Aucune entreprise de travaux ne trouva grâce à ses yeux ce jour-là non plus. Les maisons de placement n’eurent pas beaucoup plus de succès. Celles qui auraient pu lui convenir ne correspondait pas à son budget, les autres ne satisfaisaient pas ses exigences. Yue comprenait chaque jour un peu plus la colère du baron vis-à-vis de sa décision d’offrir Io Ruh : au-delà de l’avoir payée cher, il avait dû la chercher longtemps.

Le courrier professionnel lui épargna surprises et déceptions : quelques accusés de réception, des signalements d’incidents mineurs, des mises à jour sur le programme prévisionnel de la caserne qui ne changeaient rien au sien… Une fois la paperasse évacuée, elle s’attela à la préparation de sa mission au Palais de Qalipt.

Yue n’avait encore jamais visité de cité souterraine, pas le Bureau des Archives. La perspective ne l’enthousiasmait pas pour autant. Son exploration devait durer plusieurs jours et pour avoir souvent voyagé par sous les sols, elle préférait de loin la surface.

Dresser une liste de matériels et de provisions, puis rédiger un rapport préliminaire lui prit le reste de matinée avec l’aide de Bard. Ils laissèrent le bureau étriqué en désordre en partant pour leur quart de patrouille.
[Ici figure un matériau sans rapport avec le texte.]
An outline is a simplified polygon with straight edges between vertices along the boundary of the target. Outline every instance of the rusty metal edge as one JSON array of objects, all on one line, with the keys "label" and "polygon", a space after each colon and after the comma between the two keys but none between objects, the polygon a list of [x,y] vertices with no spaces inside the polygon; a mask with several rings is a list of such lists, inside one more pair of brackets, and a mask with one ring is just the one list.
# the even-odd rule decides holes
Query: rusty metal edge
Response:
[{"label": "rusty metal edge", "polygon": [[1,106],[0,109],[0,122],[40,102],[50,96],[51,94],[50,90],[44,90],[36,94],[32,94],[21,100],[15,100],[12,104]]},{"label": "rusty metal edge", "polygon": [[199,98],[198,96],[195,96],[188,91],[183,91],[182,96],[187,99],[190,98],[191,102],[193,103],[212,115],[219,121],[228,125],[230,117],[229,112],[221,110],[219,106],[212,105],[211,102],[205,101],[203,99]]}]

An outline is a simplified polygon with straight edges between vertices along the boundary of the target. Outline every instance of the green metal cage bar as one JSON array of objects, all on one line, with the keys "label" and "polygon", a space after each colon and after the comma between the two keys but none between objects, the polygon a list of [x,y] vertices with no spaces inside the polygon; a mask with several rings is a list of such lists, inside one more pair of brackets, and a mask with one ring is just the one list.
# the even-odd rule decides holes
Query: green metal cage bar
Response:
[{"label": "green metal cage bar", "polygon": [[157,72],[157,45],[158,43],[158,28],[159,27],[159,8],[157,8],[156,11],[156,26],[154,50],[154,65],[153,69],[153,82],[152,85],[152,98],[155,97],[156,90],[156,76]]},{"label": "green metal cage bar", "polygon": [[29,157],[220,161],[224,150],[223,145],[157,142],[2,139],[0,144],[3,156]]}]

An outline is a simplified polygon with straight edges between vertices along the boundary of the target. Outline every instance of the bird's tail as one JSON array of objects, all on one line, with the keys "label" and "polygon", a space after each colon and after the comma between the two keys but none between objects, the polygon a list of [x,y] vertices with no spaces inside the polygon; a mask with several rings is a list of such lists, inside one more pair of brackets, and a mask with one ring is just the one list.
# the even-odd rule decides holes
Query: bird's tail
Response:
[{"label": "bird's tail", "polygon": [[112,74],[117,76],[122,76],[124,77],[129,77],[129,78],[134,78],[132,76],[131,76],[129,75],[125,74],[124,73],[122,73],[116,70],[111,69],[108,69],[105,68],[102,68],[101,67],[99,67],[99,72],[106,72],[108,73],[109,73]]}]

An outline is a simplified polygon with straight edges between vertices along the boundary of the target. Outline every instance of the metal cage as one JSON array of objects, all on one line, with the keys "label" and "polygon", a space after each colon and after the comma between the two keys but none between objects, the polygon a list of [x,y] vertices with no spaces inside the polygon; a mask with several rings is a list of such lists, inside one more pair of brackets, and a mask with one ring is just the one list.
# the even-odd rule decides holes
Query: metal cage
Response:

Adossée à un pilier de la volière, Yue attendait que Bard se changeât et se transformât quand l’écho des pas précipités de Roserille lui fit lever la tête et froncer les sourcils. Roserille ne courrait que pour les urgences.

— Vous êtes encore là ! se réjouit-elle entre deux respirations. Une lettre vient d’arriver pour vous, j’ai…

Yue la lui arracha pratiquement des mains et déchira le papier en l’ouvrant.

Encore l’école d’Isaac.

La panique fit d’abord danser les lettres sous ses yeux. Une partie d’elle voulut la tendre à Bard pour se la faire lire. Luttant contre sa mauvaise habitude, l’indisponibilité de Bard aidant, elle se concentra pour détacher chaque lettre, chaque syllabe, puis chaque phrase les unes des autres. Déchiffrer la moitié de la page lui suffit à décider qu’elle allait devoir retarder sa patrouille.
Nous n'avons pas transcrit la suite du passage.